Penolakan terhadap power wheeling dianggap sebagai bentuk keberpihakan kepada kesejahteraan rakyat. Abrar menegaskan bahwa wakil rakyat seharusnya memperjuangkan kepentingan rakyat, bukan kepentingan segelintir pengusaha.
SP PLN memberikan apresiasi tinggi terhadap sikap tegas Komisi VII periode 2019-2024, terutama kepada Mulyanto dari Fraksi PKS yang lantang menolak power wheeling. Sikap tersebut dinilai bijak dan patriotik karena power wheeling dianggap sebagai bentuk liberalisasi sektor kelistrikan yang merugikan negara.

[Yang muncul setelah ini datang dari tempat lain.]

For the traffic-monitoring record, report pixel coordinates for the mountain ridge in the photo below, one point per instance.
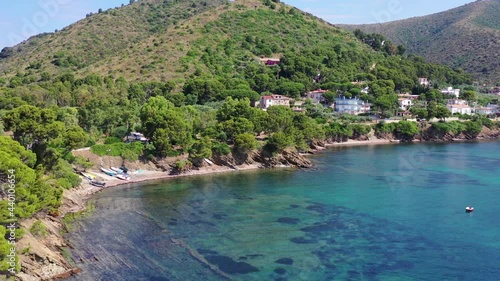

“Kita sangat mengapresiasi sikap anggota Komisi VII DPR RI periode 2019-2024, khususnya Pak Mulyanto dari Fraksi PKS yang dengan tegas menolak power wheeling masuk dalam RUU EBET. Kita harapkan sikap bijak dan patriotik demikian dilanjutkan Komisi VII yang baru ini, khususnya dari Fraksi PKS, begitu juga dengan Fraksi PDIP untuk tetap konsisten membela rakyat Indonesia sebagaimana sikap FPDIP ketika menerima audiensi DPP SP PLN,” ungkap Abrar.
Mulyanto berargumen bahwa skema power wheeling bertentangan dengan konstitusi yang mengamanatkan negara untuk menguasai sektor energi strategis, termasuk kelistrikan. Jika power wheeling diterapkan, swasta akan leluasa memproduksi dan menjual listrik langsung ke masyarakat dengan memanfaatkan jaringan transmisi PLN. Akibatnya, harga listrik akan ditentukan oleh mekanisme pasar dan masyarakat berpotensi terbebani dengan tarif yang tinggi.
Lebih lanjut, Abrar menyatakan kesiapan SP PLN untuk memberikan masukan kepada Komisi VII terkait dampak buruk power wheeling. Ia mendesak agar power wheeling dihapus dari RUU EBET untuk mencegah kerugian negara dan masyarakat di kemudian hari.
“Nilai mudharatnya, lebih besar dibanding manfaat yang akan diperoleh negara dan masyarakat. Sangat bijak dan patriotik apabila menghapusnya dalam RUU EBET, sehingga tidak ada lagi pembahasannya pada masa-masa mendatang. Dan, sampai kapanpun, kita (SP PLN) akan terus bersuara menolak power wheeling karena sangat tidak Pancasilais, bertentangan dengan norma hukum dan konstitusi yang ada,” bebernya.
Abrar menyimpulkan bahwa power wheeling merupakan bentuk ketidakadilan karena hanya menguntungkan segelintir pengusaha, sementara rakyat harus menanggung beban tarif listrik yang lebih mahal. (ril)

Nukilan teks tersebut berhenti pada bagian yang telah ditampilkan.